Совсем рядом прозвучал топот множества ног, и в опочивальню ворвался целый отряд хорошо вооруженных слуг во главе с сенатором Луцием Нумицием, о самодурстве которого шептались даже привычные к домашней тирании римляне. Не так давно за неосторожно сказанное слово он продал собственного сына в рабство на остров то ли Самос, то ли Делос. Семья и слуги боялись его до смертной дрожи, стараясь без особой надобности не попадаться хозяину дома на глаза.
Указав охране на гладиатора, он быстро подошел к постели дочери, пнув по дороге понуро сидящую рабыню так, что та с воплем распласталась на полу, и влепил Луции звонкую пощечину, оставившую красный след на нежной щеке. Голова девушки мотнулась в сторону, но, вместо того чтобы молить отца о пощаде и прощении, она только еще больше распрямила спину, сидя на постели и глядя куда-то в пространство. При виде такой непокорности сенатор пришел в еще большее неистовство:
– Ты… Ты… Как ты посмела, мерзкая девчонка? Твое место в лупанарии, а не в приличном доме! Будешь обслуживать легионеров и пьяных матросов! Ты, девушка из старинного патрицианского рода, спуталась с рабом! Презренным гладиатором!!! Почему?!!
Луция равнодушно пожала плечами, стараясь, чтобы выступившие от боли слезы не потекли по щекам:
– Он мне нравится.
От изумления сенатор лишился дара речи. Его лицо побагровело от гнева, и он отвесил дочери еще одну пощечину, отчего та рухнула лицом в подушку. Но рассвирепевшему хозяину дома этого было мало. Никогда он еще не был в такой ярости, которая просто физически действовала на окружающих. Даже Виктор перестал сопротивляться и позволил себя связать, причем охранники сенатора тоже старались производить как можно меньше шума.
Но Луцию Нумицию было не до них. Запустив руку в только что расчесанные локоны, он поднял за волосы голову дочери.
– Ты хоть знаешь, что тебя ждет? – прошипел «любящий» отец, брызгая слюной. – Надеюсь, ты не забыла про эдикт божественного Клавдия, не так давно подтвержденный Веспасианом, гласящий, что отдавшаяся чужому рабу римлянка сама становится рабыней?
– Знаю, и что?
– Луция, – прохрипел Виктор, выгнувшись от нестерпимой боли, потому что держащий его раб слишком сильно заломил руку, – не спорь с отцом. Он убьет тебя…

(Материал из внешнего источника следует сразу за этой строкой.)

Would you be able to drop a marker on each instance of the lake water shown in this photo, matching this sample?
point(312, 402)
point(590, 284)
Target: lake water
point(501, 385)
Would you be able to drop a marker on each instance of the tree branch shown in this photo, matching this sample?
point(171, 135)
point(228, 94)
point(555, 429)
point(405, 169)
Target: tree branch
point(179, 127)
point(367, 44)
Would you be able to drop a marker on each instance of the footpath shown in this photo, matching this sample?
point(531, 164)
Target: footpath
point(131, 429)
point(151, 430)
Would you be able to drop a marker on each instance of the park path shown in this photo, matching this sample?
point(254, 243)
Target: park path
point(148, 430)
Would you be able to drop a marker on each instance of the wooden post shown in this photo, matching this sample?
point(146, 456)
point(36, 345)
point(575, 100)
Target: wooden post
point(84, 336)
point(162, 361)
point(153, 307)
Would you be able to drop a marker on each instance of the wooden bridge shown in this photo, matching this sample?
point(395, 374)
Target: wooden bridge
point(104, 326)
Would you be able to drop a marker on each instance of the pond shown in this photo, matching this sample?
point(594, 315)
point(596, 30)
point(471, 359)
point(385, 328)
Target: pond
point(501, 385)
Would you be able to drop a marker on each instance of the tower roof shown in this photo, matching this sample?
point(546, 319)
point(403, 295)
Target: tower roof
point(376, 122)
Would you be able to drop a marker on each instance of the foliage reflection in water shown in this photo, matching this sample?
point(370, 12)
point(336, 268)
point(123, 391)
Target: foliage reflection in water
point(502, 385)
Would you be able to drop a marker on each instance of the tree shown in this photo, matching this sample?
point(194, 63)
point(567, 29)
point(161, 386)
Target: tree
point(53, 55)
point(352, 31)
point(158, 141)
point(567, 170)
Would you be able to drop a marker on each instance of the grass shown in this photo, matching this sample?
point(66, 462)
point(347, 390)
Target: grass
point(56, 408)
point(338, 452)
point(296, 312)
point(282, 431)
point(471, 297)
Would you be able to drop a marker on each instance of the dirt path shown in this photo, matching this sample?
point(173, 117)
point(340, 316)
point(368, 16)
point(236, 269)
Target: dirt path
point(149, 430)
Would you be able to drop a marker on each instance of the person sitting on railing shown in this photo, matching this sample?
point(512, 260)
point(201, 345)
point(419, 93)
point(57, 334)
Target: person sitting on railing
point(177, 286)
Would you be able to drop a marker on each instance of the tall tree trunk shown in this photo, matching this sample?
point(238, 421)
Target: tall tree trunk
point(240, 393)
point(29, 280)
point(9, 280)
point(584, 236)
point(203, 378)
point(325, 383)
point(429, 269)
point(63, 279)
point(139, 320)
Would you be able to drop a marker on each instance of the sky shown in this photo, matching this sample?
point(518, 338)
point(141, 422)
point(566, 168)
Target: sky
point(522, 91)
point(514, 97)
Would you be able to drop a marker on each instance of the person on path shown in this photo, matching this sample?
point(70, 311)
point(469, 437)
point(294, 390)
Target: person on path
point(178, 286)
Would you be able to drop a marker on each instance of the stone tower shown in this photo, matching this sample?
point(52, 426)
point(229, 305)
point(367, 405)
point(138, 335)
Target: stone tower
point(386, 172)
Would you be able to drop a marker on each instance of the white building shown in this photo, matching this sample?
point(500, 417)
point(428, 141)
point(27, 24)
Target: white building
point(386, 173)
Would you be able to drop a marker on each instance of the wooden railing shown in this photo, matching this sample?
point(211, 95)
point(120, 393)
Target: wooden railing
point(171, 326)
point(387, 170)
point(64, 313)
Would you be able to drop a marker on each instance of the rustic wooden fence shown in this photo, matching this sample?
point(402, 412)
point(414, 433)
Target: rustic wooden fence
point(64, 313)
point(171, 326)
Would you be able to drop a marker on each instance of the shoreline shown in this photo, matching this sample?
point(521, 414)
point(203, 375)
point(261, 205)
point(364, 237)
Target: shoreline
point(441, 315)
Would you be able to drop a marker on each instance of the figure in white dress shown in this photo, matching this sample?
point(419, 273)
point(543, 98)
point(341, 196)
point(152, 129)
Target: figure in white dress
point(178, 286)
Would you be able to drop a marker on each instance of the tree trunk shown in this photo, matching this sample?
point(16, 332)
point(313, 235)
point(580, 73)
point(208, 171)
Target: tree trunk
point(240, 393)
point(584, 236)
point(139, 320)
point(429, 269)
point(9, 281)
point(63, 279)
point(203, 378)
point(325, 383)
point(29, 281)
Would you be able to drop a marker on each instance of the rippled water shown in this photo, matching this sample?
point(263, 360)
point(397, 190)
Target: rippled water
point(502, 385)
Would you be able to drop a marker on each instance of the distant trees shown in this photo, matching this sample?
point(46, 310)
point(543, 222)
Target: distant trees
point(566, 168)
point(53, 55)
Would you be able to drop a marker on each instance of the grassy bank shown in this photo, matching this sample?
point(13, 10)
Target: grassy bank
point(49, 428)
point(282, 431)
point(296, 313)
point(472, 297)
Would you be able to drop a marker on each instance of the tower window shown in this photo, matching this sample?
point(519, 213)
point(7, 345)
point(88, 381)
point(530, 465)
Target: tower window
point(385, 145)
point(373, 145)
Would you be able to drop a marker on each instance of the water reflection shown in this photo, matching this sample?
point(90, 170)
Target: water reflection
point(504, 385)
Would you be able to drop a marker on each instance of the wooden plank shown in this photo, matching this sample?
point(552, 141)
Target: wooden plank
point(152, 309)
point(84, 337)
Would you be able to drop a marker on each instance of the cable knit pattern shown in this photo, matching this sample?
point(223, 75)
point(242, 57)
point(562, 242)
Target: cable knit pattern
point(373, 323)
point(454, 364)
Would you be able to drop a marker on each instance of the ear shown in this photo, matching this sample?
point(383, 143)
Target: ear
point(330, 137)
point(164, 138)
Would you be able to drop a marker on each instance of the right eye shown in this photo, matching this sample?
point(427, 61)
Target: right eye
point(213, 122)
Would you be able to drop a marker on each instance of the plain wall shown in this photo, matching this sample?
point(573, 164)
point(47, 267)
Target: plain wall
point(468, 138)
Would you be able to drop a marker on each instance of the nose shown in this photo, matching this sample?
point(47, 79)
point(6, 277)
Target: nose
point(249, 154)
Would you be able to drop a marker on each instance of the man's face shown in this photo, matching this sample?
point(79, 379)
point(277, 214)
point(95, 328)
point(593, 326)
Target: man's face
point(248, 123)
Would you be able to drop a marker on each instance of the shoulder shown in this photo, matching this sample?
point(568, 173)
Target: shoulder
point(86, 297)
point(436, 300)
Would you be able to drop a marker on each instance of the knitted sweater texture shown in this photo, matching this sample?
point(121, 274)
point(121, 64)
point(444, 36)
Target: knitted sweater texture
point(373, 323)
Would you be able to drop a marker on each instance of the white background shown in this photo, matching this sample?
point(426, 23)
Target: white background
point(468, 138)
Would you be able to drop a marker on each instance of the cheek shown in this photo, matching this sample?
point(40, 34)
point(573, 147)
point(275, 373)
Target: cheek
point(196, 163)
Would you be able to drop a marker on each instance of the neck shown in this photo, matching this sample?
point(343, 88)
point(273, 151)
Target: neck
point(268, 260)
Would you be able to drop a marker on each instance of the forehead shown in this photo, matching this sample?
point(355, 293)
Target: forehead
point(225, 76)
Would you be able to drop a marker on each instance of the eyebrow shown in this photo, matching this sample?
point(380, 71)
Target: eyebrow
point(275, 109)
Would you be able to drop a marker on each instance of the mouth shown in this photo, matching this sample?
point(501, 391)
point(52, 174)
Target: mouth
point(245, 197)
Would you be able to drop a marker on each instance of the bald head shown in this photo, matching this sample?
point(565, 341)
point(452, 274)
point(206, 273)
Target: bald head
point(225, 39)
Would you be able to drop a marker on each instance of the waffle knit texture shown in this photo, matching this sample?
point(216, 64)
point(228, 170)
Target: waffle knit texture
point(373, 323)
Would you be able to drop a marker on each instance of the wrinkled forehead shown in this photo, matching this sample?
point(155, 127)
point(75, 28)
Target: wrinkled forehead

Но девушка даже не взглянула на своего недавнего возлюбленного. Спустив ноги с постели и не обращая внимания на присутствие слуг, она потянулась за одеждой.
– Я готова заплатить за мой поступок любую цену, которую вы назначите… сенатор.
– Пусть будет так! Недостойного я скормлю львам, а тебя продам на форуме! Или, может, тебя отправить к любимым гладиаторам? Говорят, в «Звериной школе» ищут венатрисс, которые будут участвовать в открытии Амфитеатра Флавиев. Предоставляю тебе выбор!
Кто упрекнет, что она чуть помедлила с ответом? Но, подавив мгновенный приступ страха, гордая римлянка раздельно проговорила, глядя не на отца, задавшего вопрос, а на теперь уже бывшего любовника:
– Если у меня есть выбор…
– О да! Огромный: рынок, лупанарий или арена! Не хочу ограничивать тебе свободу, – криво усмехнулся отец.
– …то я выбираю школу венаторов.
Это было как признание в любви тому, кого сенатор собирался кинуть на растерзание хищникам. Виктор это понял и, подняв лицо, на котором от боли выступили капельки пота, вымученно улыбнулся девушке.
– Ты сама решила свою судьбу. Я отрекаюсь от тебя. У меня больше нет дочери! Даю тебе два часа на сборы, а потом Фабиан отвезет тебя… нет, отведет тебя к вонючим варварам.